Que se passe-t-il lorsque nous choisissons d’écouter vraiment ce que dit Jésus ? Si nous voulons L’écouter, nous découvrons avec émerveillement que nous sommes connus, et c’est le deuxième point. Chacun ici peut recevoir pour lui les mots que le Seigneur disait au prophète Jérémie : « Avant même de te façonner dans le sein de ta mère, je te connaissais ; avant que tu viennes au jour, je t’ai consacré. » (Jr 1,5)
Comme il est bon et précieux d’être connu, d’être reconnu, de pouvoir se tenir en toute vérité tels que nous sommes devant le Seigneur ! C’est l’expérience qu’a faite Nathanaël, à qui Jésus avait dit : « Voici vraiment un Israélite : il n’y a pas de ruse en lui » et « avant que Philippe t’appelle, quand tu étais sous le figuier, je t’ai vu » (Jn 1, 47-48). C’est l’expérience qu’a faite la Samaritaine : « Venez voir un homme qui m’a dit tout ce que j’ai fait. Ne serait-il pas le Christ ? » (Jn 4, 29). C’est l’expérience qu’a faite Pierre au bord de la mer : « Seigneur, toi, tu sais tout : tu sais bien que je t’aime. » (Jn 21, 17)
Jésus connaît nos petits côtés, nos mauvais penchants, nos zones d’ombre, et cependant il nous aime ! Il connaît aussi, et il reconnaît nos richesses, nos beautés, nos mérites. Au ciel, le Seigneur aura pour chacun des élus une parole de reconnaissance : « Tu as eu telle et telle occasion de ne pas aimer, et pourtant tu as choisi d’aimer. Merci. »
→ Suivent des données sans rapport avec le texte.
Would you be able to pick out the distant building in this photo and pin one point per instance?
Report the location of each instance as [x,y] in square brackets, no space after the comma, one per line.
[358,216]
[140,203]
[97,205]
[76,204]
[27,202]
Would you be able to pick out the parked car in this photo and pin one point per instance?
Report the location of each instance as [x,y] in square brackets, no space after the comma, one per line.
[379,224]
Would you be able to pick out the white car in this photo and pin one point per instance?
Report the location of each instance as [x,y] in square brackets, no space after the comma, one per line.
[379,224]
Être ainsi connus par le Seigneur nous place néanmoins dans une position inconfortable. D’une part, nous avons besoin d’être sauvés. Sous le regard du Seigneur, nous reconnaissons que, par nos péchés, nous avons refusé de répondre à son amour. D’autre part, nous sommes « sauvables » : si le Seigneur ne voyait rien de bon en nous, il ne prendrait pas la peine de nous sauver. Il nous faut faire un choix.
Connus de Jésus dans nos beautés et nos fragilités, dans nos mérites et nos péchés, nous pouvons choisir d’en rester là… ou bien nous pouvons suivre Jésus, et c’est le troisième point.
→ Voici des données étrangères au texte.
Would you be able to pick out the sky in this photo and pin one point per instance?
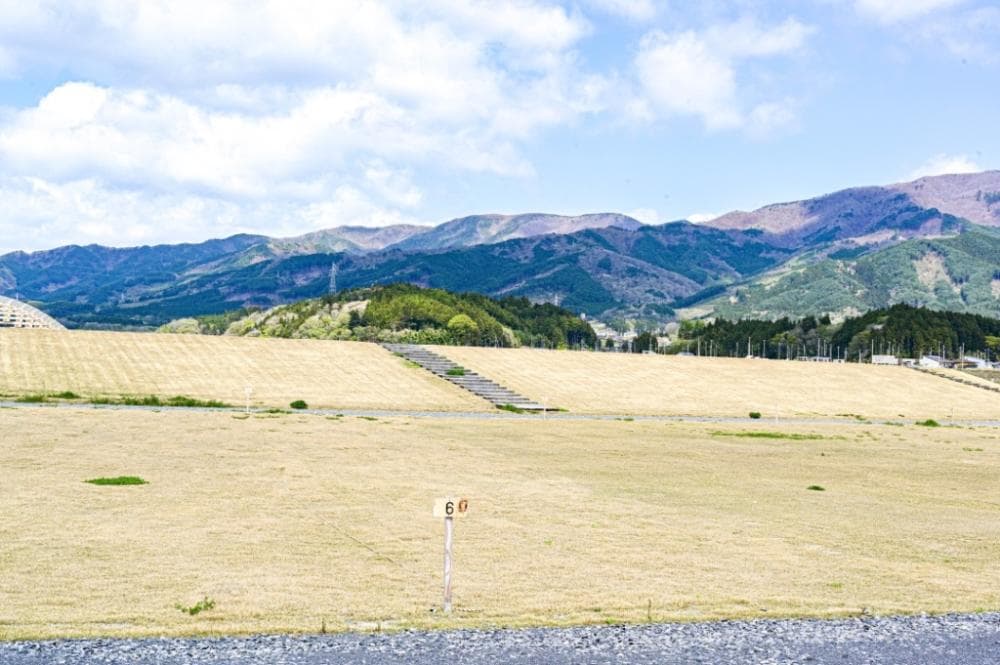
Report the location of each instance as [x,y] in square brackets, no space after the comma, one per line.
[127,123]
Le salut dans la Bible, c’est toujours, avec Dieu, sortir de… pour entrer dans… Avec Dieu, le peuple d’Israël est sorti de l’esclavage en Égypte pour entrer dans la terre promise. Avec Jésus, l’humanité est sortie du tombeau pour entrer dans la vie divine avec lui.
Être sauvé, c’est sortir du péché qui nous accable pour entrer en Dieu qui nous console. Comme le disait la deuxième lecture : « Ils n’auront plus faim, ils n’auront plus soif, ni le soleil ni la chaleur ne les accablera, puisque l’Agneau […] sera leur pasteur pour les conduire aux sources des eaux de la vie. Et Dieu essuiera toute larme de leurs yeux. »
Dans l’entre-deux, nous sommes dans une position inconfortable, comme des brebis transhumantes. Nous sommes dans le monde mais nous n’appartenons pas au monde (Jn 17,16). Nous nous détachons de ce qui s’oppose à la vie de Dieu mais sans goûter encore la réalisation de la promesse.
Un verbe revient souvent dans les anciens écrits chrétiens, un verbe grec qui signifie « séjourner parmi d’autres », « habiter en marge », « être de passage » : paroikein, qui a donné le mot paroissien. Un paroissien ne saurait être quelqu’un d’installé. Un paroissien, c’est un transhumant, quelqu’un qui passe, une personne pascale.
« Mes brebis écoutent ma voix ; moi, je les connais, et elles me suivent. Je leur donne la vie éternelle. » En nous adressant la parole, en nous disant qui nous sommes, en nous montrant le chemin, Jésus nous arrache au néant et à l’absurde pour nous conduire au ciel. A nous de l’écouter, à nous de nous laisser connaître par lui, à nous de le suivre.